3. Virtual physician extenders

Connect the same database of the medical literature to decision-tree software and you have a powerful medical decision-making tool. Ask a few basic questions: Fever? Tenderness below the right first rib? Pupils unusually dilated? Move on to clinically more complex questions: Spleen enlarged? PSA antigen present? Answer questions in any order, skip the ones you can't answer now. At any stage, you can ask the software for a set of possible diagnoses, with probabilities assigned to each: 73 percent chance it's a cold; 26 percent chance it's flu, 1 percent SARS and here are the tests or questions that would differentiate further. A nurse or a minimally trained receptionist could use such software to set up the case for the doctor. In remote places where doctors are rare, the software can actually take the place of much of what a doctor does and quickly discover whether a patient must be evacuated to a distant hospital. One such software product already exists, the Problem-Knowledge Coupler (www.pkc.com).

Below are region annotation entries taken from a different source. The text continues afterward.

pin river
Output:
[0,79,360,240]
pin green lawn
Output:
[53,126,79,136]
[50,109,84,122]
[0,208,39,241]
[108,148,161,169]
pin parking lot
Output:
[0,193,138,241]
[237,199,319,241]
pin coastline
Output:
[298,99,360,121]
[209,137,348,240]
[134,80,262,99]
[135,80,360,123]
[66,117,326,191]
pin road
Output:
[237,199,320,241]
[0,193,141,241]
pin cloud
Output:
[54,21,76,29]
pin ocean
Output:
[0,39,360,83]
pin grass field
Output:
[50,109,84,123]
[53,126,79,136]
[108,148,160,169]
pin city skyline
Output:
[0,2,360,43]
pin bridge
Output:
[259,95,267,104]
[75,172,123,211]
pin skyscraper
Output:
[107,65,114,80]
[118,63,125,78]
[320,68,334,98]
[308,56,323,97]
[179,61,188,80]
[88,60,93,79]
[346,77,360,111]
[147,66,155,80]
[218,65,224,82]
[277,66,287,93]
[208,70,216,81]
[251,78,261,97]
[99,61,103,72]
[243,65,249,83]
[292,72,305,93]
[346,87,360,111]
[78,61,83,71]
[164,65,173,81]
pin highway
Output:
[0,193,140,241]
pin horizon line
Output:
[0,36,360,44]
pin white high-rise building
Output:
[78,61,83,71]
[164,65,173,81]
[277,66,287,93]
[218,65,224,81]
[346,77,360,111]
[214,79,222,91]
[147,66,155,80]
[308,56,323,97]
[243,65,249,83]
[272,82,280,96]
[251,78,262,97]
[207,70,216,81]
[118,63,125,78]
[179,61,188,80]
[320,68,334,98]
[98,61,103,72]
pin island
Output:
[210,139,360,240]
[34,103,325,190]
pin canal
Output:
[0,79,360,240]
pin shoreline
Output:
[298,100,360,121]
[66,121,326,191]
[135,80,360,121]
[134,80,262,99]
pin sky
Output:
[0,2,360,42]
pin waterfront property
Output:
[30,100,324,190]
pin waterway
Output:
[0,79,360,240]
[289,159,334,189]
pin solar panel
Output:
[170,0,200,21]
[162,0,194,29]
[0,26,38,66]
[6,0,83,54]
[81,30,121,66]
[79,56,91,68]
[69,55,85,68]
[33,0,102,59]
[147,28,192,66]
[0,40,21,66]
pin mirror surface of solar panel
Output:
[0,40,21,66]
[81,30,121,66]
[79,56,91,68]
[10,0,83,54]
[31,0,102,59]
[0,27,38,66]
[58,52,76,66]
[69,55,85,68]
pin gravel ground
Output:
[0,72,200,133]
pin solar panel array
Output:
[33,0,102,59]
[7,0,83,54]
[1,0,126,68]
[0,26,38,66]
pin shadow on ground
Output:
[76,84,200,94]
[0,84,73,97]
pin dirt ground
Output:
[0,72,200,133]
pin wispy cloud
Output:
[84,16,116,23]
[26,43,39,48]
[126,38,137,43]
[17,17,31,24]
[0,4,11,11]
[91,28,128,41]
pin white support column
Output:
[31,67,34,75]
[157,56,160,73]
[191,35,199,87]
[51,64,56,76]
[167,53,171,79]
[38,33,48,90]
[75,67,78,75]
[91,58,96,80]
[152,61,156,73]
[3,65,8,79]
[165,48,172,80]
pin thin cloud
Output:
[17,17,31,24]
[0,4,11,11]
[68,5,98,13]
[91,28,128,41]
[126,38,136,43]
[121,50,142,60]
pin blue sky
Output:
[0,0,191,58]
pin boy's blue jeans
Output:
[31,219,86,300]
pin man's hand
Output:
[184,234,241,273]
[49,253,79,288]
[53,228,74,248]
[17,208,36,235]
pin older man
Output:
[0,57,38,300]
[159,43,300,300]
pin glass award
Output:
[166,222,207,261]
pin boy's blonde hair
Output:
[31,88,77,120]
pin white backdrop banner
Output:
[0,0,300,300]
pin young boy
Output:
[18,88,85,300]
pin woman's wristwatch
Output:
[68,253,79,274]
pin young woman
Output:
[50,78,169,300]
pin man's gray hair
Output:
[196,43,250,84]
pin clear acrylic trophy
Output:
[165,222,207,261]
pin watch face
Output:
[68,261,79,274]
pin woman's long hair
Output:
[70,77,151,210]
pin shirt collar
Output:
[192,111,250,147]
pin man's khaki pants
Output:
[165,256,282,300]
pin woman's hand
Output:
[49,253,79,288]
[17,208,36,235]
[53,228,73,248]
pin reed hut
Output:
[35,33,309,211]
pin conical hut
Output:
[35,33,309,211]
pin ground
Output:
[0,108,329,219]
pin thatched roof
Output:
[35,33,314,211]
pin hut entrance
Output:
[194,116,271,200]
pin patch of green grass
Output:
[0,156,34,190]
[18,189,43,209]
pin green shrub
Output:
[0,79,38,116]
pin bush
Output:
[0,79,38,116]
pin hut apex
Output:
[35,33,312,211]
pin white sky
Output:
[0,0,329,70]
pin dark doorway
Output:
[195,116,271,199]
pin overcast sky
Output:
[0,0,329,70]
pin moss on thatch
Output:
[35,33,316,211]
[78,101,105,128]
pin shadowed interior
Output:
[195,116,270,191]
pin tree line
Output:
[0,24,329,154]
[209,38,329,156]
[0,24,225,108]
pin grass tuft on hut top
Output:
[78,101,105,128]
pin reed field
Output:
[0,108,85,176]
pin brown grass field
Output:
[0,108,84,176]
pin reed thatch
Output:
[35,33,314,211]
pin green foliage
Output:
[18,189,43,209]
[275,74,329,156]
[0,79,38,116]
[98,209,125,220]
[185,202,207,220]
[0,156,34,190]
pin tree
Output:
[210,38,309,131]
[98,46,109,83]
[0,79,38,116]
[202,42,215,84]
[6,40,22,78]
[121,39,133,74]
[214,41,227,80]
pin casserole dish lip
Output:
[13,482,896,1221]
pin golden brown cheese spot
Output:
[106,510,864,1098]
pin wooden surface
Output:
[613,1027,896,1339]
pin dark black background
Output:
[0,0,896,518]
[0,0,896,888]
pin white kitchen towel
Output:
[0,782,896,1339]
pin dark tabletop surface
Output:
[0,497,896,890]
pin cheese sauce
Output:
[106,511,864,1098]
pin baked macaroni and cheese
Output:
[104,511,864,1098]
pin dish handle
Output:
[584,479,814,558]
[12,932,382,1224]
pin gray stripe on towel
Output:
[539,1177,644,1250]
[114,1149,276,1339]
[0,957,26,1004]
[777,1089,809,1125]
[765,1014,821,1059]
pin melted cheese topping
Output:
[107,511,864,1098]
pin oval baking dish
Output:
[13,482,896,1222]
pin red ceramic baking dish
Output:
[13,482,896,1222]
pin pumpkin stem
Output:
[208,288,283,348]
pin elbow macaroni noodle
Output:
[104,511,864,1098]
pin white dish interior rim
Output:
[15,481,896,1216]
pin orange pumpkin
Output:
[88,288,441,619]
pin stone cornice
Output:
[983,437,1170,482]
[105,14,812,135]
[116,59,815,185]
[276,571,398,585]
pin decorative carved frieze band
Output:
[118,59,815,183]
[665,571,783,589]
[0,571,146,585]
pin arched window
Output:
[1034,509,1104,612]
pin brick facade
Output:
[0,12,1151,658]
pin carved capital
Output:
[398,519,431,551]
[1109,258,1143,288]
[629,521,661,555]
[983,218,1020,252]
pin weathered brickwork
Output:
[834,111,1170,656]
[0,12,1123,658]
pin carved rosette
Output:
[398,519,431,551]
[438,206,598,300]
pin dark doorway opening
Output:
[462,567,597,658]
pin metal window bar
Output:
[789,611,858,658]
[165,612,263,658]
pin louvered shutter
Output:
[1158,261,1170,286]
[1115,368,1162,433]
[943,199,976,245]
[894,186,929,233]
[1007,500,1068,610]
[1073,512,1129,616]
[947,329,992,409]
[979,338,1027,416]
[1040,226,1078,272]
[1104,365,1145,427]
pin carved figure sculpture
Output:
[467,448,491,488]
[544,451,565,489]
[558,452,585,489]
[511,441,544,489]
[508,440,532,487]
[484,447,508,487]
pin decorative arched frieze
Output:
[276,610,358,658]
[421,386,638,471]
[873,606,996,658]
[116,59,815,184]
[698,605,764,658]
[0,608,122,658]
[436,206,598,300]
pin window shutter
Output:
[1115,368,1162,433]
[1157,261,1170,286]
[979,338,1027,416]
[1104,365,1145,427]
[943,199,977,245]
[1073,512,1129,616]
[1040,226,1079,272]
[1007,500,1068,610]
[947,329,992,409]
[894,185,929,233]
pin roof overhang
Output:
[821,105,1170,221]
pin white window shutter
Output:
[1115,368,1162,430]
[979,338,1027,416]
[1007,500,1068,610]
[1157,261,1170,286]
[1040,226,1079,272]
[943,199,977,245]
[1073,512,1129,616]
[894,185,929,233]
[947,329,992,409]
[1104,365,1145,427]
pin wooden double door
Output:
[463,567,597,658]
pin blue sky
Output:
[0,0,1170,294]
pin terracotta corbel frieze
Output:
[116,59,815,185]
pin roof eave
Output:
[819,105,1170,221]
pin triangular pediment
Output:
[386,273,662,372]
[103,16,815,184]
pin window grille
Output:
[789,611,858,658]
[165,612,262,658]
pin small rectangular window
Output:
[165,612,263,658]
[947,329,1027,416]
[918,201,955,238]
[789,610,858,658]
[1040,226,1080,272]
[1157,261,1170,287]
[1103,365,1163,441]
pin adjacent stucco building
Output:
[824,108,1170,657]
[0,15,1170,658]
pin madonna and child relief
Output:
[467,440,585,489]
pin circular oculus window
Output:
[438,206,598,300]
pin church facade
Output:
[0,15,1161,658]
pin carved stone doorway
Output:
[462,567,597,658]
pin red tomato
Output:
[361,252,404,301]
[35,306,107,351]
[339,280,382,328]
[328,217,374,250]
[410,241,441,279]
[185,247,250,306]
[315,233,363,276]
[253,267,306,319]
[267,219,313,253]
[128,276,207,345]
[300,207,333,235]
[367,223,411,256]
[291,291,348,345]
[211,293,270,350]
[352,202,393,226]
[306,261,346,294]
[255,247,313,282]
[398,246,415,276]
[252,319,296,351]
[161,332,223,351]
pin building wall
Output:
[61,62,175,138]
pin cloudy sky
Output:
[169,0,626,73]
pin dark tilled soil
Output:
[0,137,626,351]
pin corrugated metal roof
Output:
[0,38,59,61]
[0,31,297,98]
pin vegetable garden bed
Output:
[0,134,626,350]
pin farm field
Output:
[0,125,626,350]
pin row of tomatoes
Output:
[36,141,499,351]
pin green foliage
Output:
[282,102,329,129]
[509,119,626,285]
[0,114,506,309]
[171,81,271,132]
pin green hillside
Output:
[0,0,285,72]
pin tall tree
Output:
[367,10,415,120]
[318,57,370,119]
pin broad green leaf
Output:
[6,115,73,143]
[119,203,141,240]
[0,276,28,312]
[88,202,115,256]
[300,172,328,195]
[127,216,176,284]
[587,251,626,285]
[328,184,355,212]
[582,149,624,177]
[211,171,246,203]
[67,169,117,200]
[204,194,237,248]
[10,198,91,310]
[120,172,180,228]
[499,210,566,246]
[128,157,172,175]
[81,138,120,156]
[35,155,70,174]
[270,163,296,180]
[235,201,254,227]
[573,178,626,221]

4. Shifts in clinical practice

Connect doctors and their shared experience together through such devices as our first three examples and through Web sites, email and other online resources, and medicine becomes both more collegial and more evidence-based. Physicians also become quicker to adapt to new information and find it harder to stick to outmoded ways when new practices have proven more effective. Medical practice will become more dynamic. The feedback loop between research and actual practice will become much smaller, tighter and faster. The possibility that good research will be lost in the noise of publications will be reduced.

5. Virtual patients

Model a human being in software, from the eyes and toes right down to the intracellular biochemistry. (The Oak Ridge National Laboratory is working with a consortium of government agencies to build just such a model). Now make the model customizable to resemble your particular patient, from the age, gender and medical history down to the peculiarities of the patient's DNA. Now you have your patient instantiated in software, in your computer. Try drugs on the virtual patient before you try them on the real one. Rehearse difficult surgeries on the 3-D visual model. Run different scenarios for the immune response or fracture repairs before you put the real patient at risk.